Well, I assume you mean only #"He"# is an atom, and not a molecule... #"He"# is an atom, and #"H"_2# is a molecule. Only then is one's molar mass twice that of the other.

  • As an atom, #"He"# can only translate, i.e. shoot forward and backwards via cartesian degrees of freedom, having only translational average kinetic energy #K_("trans")#.
  • #"H"_2# can vibrate, at vibrational frequency #omega ~~ "4394.49 cm"^(-1)#. #"H"_2# can also rotate, with #2# degrees of freedom (#theta,phi# in spherical coordinates).

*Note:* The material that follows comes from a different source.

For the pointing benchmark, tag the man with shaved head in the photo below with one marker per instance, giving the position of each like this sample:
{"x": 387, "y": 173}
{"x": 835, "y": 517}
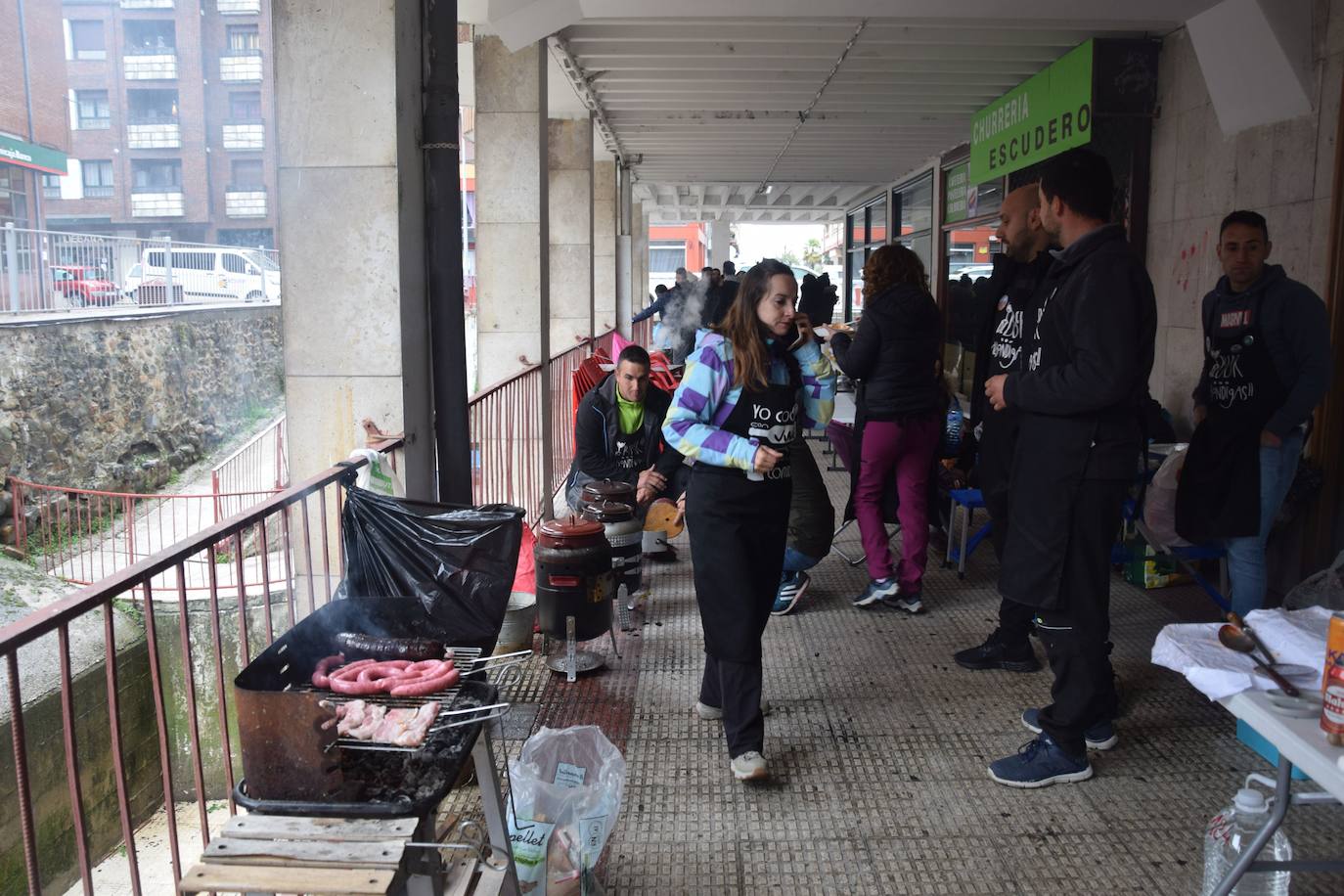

We honestly don't care about their molar masses, because they don't make a difference here. The average molar kinetic energy according to the equipartition theorem is:

#<< kappa >> ~~ K_(avg)/n = N/2 RT#,

where:

  • #N# is the number of degrees of freedom (DOFs) for a particular type of motion (translational, rotational, and vibrational are the most important).
  • #R# and #T# are known from the ideal gas law.

This theorem applies at the so-called high temperature limit, where the energy level spacings of each kind of motion (translational, rotational, vibrational) are much smaller than #k_B T# where #k_B# is the Boltzmann constant.

  • This (pretty much) always applies for translational DOFs.
  • This usually applies for rotational DOFs, except for molecules with particularly low moments of inertia. This applies for #"H"_2# with no problem (for #"H"_2#, it would be a problem below approximately #"88 K"#).
  • For vibrational DOFs, given the high vibrational frequency of #"H"_2#, we can safely say that ignoring the vibrational DOFs of #"H"_2# is more accurate than including them.

We can break up the kinetic energy into translational and rotational parts, then, to a good approximation:

#<< kappa >> ~~ << kappa >>_"trans" + << kappa >>_"rot"#, for #"H"_2#

For #"He"#, #<< kappa >>_"rot" ~~ 0#, because atoms cannot rotate and turn out to look any different under the hard sphere approximation.

So, the ratio of the average kinetic energies is:

#color(blue)((<< kappa >>_("H"_2))/(<< kappa >>_("He"))) = (<< kappa >>_("H"_2, "trans") + << kappa >>_("H"_2, "rot"))/(<< kappa >>_("He","trans"))#

#= (3/2 RT + 2/2 RT)/(3/2 RT)#

#= 5/2 xx 2/3 = color(blue)(5/3)#

So, on average, according to the equipartition theorem at high enough temperatures, an ensemble of #"H"_2# molecules will have #bb(1.67)# times the kinetic energy of an analogous ensemble of #"He"# atoms.